화학공학소재연구정보센터
Energy & Fuels, Vol.17, No.2, 474-481, 2003
Synthesis gas production from partial oxidation of methane with air in AC electric gas discharge
In this study, synthesis gas production in an AC electric gas discharge of methane and air mixtures at room temperature and ambient pressure was investigated. The objective of this work was to understand how the CH4/O-2 feed mole ratio, ethane added, diluent gas, residence time, input power, applied frequency, and waveform, affected methane and oxygen conversions, product selectivities, and specific energy consumption. Methane and oxygen conversions increased with input power but decreased with increasing CH4/O-2 feed mole ratio, flow rate, and gap distance.

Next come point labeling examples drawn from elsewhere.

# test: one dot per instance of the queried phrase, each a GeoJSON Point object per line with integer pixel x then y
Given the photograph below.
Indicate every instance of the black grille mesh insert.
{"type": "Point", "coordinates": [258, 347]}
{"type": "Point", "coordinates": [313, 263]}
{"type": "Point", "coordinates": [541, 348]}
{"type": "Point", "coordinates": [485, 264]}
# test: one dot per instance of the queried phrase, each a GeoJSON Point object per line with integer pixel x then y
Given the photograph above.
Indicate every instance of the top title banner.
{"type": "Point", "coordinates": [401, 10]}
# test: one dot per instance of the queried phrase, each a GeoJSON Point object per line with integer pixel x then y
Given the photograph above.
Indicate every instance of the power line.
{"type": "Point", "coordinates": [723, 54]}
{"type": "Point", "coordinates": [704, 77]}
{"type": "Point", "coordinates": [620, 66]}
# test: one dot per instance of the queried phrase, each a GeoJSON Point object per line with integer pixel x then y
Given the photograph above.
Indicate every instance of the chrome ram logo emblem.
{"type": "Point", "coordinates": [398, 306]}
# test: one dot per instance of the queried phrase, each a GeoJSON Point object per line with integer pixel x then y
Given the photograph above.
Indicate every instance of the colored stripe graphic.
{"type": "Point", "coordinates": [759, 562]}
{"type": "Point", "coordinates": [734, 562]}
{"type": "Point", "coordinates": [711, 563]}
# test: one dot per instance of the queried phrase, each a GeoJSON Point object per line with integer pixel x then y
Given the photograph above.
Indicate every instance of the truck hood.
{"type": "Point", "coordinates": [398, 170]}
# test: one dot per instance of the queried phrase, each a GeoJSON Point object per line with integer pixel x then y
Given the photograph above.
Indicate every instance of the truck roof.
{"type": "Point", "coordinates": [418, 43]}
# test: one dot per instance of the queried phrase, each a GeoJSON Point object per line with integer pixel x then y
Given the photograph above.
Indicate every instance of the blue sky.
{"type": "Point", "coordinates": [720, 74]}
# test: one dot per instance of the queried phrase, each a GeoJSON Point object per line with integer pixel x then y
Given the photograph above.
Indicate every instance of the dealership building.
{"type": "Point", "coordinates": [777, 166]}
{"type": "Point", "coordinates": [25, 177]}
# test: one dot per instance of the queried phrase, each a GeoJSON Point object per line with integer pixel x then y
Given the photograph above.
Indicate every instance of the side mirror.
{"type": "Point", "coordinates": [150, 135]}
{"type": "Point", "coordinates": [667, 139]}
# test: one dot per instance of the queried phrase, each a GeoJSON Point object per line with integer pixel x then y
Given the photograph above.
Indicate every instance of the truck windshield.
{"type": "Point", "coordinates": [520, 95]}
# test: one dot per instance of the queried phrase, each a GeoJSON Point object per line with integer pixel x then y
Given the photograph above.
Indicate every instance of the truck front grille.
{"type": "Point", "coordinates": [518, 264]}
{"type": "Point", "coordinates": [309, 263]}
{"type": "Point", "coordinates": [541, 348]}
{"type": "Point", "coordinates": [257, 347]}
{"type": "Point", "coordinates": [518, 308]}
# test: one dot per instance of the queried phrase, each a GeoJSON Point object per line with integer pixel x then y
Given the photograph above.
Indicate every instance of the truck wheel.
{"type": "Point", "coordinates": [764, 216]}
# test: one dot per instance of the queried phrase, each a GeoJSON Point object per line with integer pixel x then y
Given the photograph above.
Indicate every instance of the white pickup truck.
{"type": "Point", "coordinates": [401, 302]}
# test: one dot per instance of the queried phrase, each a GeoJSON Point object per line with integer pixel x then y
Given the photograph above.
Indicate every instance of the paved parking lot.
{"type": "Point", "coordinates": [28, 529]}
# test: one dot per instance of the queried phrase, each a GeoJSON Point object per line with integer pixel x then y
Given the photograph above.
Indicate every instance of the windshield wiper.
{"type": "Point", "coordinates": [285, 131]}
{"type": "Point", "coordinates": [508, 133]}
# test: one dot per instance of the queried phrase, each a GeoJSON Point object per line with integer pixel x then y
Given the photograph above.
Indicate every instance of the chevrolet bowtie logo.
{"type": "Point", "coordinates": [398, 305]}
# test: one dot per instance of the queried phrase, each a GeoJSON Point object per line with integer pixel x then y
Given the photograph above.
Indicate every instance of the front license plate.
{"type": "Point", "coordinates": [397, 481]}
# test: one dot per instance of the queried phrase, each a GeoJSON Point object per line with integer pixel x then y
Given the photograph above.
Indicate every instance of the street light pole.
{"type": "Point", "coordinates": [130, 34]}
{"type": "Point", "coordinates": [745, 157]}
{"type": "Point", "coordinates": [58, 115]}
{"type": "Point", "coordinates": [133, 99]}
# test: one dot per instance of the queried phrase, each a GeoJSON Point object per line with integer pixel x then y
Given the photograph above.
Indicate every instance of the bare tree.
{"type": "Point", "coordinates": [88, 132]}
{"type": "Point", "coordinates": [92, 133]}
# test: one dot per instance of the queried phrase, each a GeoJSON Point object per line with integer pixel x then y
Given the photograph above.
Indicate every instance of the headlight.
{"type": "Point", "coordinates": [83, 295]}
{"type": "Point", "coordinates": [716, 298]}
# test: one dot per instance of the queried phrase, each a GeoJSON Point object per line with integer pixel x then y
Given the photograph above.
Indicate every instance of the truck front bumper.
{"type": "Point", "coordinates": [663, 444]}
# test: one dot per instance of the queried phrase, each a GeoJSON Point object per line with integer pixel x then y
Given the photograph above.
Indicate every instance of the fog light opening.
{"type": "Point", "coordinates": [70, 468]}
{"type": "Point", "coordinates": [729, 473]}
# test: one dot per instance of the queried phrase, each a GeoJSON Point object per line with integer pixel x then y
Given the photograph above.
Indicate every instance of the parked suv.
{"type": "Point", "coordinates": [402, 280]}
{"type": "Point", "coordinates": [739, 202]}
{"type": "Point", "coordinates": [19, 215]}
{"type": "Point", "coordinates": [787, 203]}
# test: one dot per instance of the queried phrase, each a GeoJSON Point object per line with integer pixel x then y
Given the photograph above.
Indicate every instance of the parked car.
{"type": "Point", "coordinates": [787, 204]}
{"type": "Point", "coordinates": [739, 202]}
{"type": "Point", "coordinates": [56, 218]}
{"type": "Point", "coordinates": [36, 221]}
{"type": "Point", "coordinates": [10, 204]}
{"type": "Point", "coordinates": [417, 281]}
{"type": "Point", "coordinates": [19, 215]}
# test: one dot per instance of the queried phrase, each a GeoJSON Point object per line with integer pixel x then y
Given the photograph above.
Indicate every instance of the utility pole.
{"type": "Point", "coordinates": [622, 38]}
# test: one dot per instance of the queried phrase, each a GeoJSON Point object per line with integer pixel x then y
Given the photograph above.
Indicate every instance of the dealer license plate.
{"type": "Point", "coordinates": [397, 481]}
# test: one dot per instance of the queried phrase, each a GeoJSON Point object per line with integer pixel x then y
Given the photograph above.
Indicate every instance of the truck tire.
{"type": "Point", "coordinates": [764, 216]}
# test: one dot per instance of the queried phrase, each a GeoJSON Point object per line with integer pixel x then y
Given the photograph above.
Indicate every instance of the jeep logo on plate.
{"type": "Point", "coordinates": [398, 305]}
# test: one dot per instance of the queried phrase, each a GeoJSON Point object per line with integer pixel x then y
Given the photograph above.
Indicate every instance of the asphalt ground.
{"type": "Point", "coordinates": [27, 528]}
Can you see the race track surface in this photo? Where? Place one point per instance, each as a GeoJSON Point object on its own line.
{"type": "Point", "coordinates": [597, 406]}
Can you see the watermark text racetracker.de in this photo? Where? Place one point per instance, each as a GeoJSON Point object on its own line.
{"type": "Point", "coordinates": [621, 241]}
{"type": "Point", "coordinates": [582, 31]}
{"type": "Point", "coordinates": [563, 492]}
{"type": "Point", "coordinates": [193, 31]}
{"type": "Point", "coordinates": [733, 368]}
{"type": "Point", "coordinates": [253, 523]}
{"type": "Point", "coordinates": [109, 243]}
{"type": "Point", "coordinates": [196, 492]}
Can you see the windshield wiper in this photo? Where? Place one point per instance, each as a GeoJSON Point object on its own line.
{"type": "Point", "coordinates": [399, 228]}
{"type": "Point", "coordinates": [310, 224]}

The experiments were performed at the frequency and power in the range of 200-700 Hz and 8-14 W, respectively, while the residence times were varied from 0.06 to 0.46 s. This study confirms that active oxygen is an important factor in enhancing methane conversion and energy efficiency in a discharge reactor. Ethane is the primary product that forms at short residence times and low energies. Methane conversion dropped dramatically but oxygen conversion increased with addition of ethane to the feed gas. Sinusoidal and square waveforms gave negligibly different results. Current was constant with varying CH4/O-2 ratio and flow rate, but increased with increasing power and with decreasing gap distance and frequency. It was shown that the best condition was at 300 Hz and at the highest power used in each condition, since the maximum methane and oxygen conversions and synthesis gas selectivity as well as lowest specific energy consumption were found both with and without ethane in the feed gas. The minimum specific energy consumption, found at 300 Hz, were 21 and 14 eV/m(c) for the CH4/air system and the CH4/air/C2H6 system, respectively. When studying the effect of residence time by varying the flow rate, the minimum energy consumption of 21 eV/m(c) was found at 0.12 and 0.23 s. For any given input power or frequency, the CH4/air system had a higher specific energy consumption than the CH4/air/C2H6 system. Less energy was consumed to convert methane under the plasma environment with nitrogen as a diluent compared to helium, indicative of a third body effect.